Oberhausen. Als Wissenschaftscampus plakatiert die Stadt die Kooperation mit Hochschul-Instituten in Duisburg und Buer. Doch der Titel verspricht zu viel.
Die Grafik-Abteilung hat sich ins Zeug gelegt; das große Wort prangt vielfach auf übermannshohen Bannern im Dachgewächshaus des Oberhausener Jobcenters am Altmarkt: „Wissenschaftscampus“. Man sollte dies allerdings als Marketing-Begriff – und damit nicht allzu wörtlich – nehmen. Lexika definieren Campus nämlich als „zusammenhängenden Komplex von Gebäuden, die zur selben Hochschule oder zum selben Forschungsinstitut gehören“. Davon ist Oberhausen, die größte deutsche Stadt ohne Hochschule, noch weit entfernt.

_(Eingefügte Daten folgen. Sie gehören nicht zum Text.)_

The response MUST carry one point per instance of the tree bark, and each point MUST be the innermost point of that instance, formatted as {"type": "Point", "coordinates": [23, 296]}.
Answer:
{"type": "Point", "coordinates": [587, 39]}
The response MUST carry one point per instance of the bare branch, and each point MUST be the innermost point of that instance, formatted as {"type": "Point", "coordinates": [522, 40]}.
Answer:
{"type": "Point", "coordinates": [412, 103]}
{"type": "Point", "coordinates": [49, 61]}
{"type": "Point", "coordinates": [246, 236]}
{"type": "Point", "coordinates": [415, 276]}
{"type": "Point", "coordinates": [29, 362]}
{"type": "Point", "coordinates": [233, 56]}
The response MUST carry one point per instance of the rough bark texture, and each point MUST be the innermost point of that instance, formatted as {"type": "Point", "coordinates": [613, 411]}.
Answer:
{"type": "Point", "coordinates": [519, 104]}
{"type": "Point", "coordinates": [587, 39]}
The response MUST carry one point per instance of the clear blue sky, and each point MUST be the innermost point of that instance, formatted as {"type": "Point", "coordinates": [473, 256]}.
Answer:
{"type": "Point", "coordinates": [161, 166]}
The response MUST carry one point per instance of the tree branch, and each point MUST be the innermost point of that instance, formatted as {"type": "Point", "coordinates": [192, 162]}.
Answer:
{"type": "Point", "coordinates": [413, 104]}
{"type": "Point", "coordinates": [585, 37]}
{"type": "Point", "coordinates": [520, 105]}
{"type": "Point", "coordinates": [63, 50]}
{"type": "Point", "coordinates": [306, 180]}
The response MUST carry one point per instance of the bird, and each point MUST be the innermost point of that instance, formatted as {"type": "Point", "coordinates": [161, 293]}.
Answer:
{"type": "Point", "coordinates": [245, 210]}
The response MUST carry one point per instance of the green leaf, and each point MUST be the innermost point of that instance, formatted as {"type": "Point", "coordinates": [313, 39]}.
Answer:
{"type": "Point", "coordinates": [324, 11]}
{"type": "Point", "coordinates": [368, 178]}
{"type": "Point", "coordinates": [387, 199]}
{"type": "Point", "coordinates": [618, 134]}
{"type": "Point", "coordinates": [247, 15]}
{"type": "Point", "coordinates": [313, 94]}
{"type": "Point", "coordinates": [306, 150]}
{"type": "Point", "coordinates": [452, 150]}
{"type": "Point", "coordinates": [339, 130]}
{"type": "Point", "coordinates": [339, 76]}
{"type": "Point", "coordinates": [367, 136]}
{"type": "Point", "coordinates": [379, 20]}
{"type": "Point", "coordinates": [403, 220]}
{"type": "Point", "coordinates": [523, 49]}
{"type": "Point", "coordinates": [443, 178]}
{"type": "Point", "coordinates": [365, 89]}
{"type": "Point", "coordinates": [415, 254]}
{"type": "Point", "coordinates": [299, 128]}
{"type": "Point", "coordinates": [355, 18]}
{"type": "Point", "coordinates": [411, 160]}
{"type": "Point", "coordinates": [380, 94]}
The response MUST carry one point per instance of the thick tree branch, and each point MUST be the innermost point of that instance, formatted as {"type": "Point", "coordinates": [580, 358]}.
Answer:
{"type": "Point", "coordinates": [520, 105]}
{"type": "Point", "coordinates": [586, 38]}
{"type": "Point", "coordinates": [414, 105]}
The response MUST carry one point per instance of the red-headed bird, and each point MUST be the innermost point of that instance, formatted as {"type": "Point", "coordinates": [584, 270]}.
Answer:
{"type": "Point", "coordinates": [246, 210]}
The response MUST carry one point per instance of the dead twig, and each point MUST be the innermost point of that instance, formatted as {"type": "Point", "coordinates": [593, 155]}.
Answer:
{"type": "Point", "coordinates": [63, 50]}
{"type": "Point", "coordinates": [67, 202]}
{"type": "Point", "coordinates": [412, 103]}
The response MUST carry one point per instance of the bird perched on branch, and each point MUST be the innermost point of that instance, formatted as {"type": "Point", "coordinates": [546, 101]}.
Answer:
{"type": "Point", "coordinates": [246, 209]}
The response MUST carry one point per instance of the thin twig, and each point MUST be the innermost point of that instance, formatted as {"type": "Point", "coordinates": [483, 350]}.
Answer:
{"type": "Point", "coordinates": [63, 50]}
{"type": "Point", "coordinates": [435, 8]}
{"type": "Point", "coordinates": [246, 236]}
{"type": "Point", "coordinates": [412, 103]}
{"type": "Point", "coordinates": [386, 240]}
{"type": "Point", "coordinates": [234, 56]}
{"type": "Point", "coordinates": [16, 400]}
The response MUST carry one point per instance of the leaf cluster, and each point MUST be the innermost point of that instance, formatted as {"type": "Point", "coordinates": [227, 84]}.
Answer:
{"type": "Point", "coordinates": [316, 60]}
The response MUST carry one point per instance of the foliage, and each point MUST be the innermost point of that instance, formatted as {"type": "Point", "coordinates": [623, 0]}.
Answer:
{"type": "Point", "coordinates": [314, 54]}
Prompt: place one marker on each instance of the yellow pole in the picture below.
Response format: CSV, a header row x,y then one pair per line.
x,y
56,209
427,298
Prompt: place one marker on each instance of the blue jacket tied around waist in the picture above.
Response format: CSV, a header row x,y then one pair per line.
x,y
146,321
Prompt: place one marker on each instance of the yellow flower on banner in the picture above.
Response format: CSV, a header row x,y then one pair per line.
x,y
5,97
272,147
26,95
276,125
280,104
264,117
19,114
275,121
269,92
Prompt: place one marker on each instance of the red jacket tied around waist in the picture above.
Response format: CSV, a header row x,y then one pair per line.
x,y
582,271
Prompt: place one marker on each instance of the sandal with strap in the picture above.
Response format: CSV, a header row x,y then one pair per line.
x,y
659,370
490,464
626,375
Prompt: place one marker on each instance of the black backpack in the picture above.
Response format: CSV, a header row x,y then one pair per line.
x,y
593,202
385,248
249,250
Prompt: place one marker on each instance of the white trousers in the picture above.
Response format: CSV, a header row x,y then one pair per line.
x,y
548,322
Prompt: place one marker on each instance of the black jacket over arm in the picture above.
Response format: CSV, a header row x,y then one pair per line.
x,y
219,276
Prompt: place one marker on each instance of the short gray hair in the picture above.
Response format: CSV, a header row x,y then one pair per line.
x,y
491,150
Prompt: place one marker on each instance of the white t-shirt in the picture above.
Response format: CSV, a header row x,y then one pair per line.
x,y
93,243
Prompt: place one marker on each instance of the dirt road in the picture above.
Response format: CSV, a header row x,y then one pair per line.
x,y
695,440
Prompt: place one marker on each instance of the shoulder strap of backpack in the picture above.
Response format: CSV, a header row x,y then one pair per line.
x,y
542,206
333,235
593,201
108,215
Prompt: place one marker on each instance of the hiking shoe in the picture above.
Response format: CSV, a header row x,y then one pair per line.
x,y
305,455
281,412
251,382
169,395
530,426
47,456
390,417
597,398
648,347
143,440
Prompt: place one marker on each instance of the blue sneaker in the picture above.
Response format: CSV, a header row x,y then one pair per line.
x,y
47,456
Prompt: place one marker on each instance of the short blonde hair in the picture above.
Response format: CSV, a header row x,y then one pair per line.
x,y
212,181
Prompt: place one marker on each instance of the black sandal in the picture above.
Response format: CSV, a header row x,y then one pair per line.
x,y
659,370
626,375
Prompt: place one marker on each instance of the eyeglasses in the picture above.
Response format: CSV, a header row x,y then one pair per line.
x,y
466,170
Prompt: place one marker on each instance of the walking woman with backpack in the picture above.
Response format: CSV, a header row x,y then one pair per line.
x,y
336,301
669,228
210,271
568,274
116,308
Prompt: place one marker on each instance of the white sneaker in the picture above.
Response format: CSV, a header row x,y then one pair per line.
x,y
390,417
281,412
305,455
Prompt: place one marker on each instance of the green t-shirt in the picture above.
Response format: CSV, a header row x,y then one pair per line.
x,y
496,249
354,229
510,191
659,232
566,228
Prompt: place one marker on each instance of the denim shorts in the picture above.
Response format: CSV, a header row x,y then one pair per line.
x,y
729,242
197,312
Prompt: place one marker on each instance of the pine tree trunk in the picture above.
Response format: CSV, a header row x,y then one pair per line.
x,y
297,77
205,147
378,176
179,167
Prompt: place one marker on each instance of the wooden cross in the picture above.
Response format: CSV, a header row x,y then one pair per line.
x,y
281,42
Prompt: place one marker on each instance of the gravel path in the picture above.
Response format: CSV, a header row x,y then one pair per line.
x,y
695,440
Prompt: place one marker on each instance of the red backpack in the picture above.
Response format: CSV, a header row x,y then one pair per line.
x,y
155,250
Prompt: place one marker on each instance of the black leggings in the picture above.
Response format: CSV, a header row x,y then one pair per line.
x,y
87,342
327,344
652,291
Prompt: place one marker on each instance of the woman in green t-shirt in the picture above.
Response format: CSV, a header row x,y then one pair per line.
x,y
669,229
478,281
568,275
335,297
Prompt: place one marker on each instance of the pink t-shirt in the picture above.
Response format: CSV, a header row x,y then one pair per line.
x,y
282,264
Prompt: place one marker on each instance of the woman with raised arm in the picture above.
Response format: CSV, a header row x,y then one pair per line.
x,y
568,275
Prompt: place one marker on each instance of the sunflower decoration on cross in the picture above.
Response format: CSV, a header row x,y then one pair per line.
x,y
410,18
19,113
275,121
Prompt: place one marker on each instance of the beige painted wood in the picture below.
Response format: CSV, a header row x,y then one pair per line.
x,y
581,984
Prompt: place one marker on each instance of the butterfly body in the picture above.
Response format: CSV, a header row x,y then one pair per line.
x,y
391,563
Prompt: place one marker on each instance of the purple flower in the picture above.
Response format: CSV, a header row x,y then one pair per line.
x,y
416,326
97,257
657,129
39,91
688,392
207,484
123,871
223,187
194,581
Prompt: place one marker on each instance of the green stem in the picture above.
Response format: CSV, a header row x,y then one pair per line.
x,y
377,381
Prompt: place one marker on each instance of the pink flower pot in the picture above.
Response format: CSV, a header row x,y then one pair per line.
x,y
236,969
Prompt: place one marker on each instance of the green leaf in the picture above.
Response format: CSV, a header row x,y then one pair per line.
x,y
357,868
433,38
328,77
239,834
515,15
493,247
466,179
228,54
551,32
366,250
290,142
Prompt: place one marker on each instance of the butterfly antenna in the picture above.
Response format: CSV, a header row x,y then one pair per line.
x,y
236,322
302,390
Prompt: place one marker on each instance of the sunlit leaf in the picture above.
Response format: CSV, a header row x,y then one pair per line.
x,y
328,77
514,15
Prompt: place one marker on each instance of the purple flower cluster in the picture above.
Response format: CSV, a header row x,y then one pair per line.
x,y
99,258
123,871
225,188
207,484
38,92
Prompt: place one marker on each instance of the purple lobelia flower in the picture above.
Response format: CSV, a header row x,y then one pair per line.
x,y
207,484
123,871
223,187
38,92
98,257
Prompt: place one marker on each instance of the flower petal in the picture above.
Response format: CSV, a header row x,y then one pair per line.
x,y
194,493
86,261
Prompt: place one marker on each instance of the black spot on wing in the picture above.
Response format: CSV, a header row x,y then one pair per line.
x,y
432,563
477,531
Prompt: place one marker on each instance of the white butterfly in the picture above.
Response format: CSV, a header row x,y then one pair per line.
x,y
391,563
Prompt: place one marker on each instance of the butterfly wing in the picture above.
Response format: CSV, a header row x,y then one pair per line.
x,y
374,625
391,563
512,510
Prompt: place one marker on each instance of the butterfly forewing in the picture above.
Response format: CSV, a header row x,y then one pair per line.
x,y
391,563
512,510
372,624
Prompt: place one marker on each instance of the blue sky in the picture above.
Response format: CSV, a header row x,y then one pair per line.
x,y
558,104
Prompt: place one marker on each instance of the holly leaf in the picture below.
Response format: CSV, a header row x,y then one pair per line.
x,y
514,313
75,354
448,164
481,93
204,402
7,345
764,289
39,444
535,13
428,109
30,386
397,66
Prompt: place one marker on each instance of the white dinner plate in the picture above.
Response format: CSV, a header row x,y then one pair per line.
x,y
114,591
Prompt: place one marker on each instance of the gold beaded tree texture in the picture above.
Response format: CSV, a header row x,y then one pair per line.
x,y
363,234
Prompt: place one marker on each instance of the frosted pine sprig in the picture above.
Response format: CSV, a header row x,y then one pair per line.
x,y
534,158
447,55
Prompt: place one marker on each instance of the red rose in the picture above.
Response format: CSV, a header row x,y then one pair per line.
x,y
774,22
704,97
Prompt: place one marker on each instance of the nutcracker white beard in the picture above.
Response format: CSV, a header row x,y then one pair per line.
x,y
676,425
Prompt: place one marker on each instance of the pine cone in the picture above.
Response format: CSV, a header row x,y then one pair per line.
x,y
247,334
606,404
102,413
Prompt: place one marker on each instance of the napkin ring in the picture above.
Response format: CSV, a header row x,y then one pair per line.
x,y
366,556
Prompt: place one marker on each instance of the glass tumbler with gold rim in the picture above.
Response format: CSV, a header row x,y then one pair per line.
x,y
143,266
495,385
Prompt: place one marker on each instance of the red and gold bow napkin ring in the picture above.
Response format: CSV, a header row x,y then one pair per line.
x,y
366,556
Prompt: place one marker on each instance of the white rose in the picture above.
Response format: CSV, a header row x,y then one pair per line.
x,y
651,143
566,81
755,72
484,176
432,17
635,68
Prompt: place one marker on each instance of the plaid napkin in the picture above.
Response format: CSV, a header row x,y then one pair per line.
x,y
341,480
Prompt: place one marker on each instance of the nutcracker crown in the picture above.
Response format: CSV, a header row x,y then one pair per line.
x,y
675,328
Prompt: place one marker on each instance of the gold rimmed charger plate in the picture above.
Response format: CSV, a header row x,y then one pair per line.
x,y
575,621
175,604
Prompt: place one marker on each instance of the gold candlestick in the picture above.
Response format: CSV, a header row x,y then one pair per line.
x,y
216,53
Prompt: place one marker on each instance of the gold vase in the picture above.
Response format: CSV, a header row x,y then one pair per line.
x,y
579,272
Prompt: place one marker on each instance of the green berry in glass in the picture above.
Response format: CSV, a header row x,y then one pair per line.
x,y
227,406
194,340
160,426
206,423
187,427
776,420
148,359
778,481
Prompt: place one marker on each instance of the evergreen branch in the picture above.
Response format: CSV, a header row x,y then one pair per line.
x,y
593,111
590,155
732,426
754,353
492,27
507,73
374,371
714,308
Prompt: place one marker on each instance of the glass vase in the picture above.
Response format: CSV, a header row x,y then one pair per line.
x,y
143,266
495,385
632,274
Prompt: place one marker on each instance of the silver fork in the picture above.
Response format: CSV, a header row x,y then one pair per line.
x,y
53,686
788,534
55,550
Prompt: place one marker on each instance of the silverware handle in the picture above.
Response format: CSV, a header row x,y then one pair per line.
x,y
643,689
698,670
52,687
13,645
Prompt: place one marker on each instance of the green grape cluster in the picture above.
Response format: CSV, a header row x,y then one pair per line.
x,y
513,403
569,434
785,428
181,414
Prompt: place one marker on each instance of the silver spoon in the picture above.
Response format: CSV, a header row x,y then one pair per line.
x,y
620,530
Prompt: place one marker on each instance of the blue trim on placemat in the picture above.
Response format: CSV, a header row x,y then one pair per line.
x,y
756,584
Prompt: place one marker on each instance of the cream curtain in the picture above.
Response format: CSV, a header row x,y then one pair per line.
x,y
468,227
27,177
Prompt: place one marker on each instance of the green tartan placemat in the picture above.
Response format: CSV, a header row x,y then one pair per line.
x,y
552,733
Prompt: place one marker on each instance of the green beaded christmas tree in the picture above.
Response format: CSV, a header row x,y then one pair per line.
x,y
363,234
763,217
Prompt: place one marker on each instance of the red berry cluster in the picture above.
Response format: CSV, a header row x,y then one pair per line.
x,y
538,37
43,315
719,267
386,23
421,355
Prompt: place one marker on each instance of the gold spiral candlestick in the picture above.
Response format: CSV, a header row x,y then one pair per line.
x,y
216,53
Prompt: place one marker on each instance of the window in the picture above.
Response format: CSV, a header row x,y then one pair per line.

Es gibt noch nicht mal ein akademisch genutztes Gebäude – ganz zu schweigen von einem Komplex. Und so sagt denn auch Prof. Matthias Degen von der Westfälischen Hochschule zum künftigen Wirken seiner Studenten in Oberhausen: „Zu Beginn ist es eine ständige Exkursion.“ Der Direktor des Journalismus-Instituts in Gelsenkirchen-Buer lüftet damit ein wenig das sich unter dem Glasdach ballende Gewölk aus trendigen Begriffen von „Transformation“ bis „integrativ“, von „Wissenstransfer“ bis „relativ konkret“.
Destillieren lässt sich daraus: Die Stadt Oberhausen kooperiert unter der Marke „Wissenschaftscampus“ mit zwei geisteswissenschaftlichen Institutionen, der NRW School of Governance an der Uni Duisburg-Essen und der PR-Schmiede der Westfälischen Hochschule mit ihren Standorten von Bocholt bis Recklinghausen. Keimzelle ist die bereits in der kommenden Woche mit zwei Lehrenden aus Buer startende Begleitung der Quartiersentwicklung im Marienviertel – zunächst als „ständige Exkursion“. Matthias Degen betont die Praxisnähe für seine Studenten, die sich in diesen „Modulen“ vom üblichen Seminarunterricht befreit sehen.
Stadt umwirbt Studierende mit Arbeitsplätzen
„Wir freuen uns als Stadt über eine gute Begleitung“, sagt Daniel Schranz (CDU): „Es bedeutet Input.“ Der Oberbürgermeister hält diesen kleinen Anbeginn eines akademischen Aufschwungs in Oberhausen für die klügere Strategie, als immer mal wieder eine komplette Hochschule zu fordern. „Wir werden Gelsenkirchen als Standort so wenig aufgeben wie Duisburg-Essen“, hatte schon Prof. Degen gesagt. Der Historiker Schranz formulierte es so: „Wir wollen den akademischen Anspruch dieser Stadt aufwachsen lassen“ – und verwies auf die Blüte von Fraunhofer Umsicht, das „nach ganz kleinen Anfängen“ in der Neuen Mitte nun 450 Arbeitsplätze bietet.
Mit Arbeitsplätzen für die im noch „virtuellen“ Wissenschaftscampus lernenden Studierenden wirbt Martin Florack, der neue städtische Bereichsleiter für integrierte Stadtentwicklung und Statistik: „Sie gewinnen hier Praxisbezug und im besten Fall kommt jemand auf die Idee, sich hier zu bewerben.“ Für die Stadt wäre es „ein Riesengewinn“.
Nach Angaben von Bereichsleiter Florack kennt auch der Hochschulverband noch kein Modell des Zusammengehens einer Stadtverwaltung mit der Hochschulausbildung, wie es der „Wissenschaftscampus“ praktizieren will: „Meine neun Kollegen in der Stadtentwicklung haben eine hohe Erwartung: Wir holen neue Leute in die Stadt.“ So sieht’s wohl auch Prof. Karl-Rudolf Korte: „Diese Kombination ist einmalig“, sagt knapp der Direktor der Duisburger School of Governance: Andernorts dürften „die Neider ab heute zunehmen“.
Ein Campus-Gebäude als Entwicklungsimpuls
Übrigens soll der virtuelle „Campus“ tatsächlich irgendwann auch ein Gebäude erhalten, obwohl das Stadtoberhaupt zum Wo noch nichts sagen will: „Es ist noch kein Vertrag unterschrieben.“ Martin Florack macht’s noch etwas spannender: „Damit geben wir einen Stadtentwicklungsimpuls. Wir sind dann mittendrin – nicht abgeschottet auf der grünen Wiese.“ Klingt fast wie ein Seitenhieb auf die randlagigen Beton-Unis des Reviers.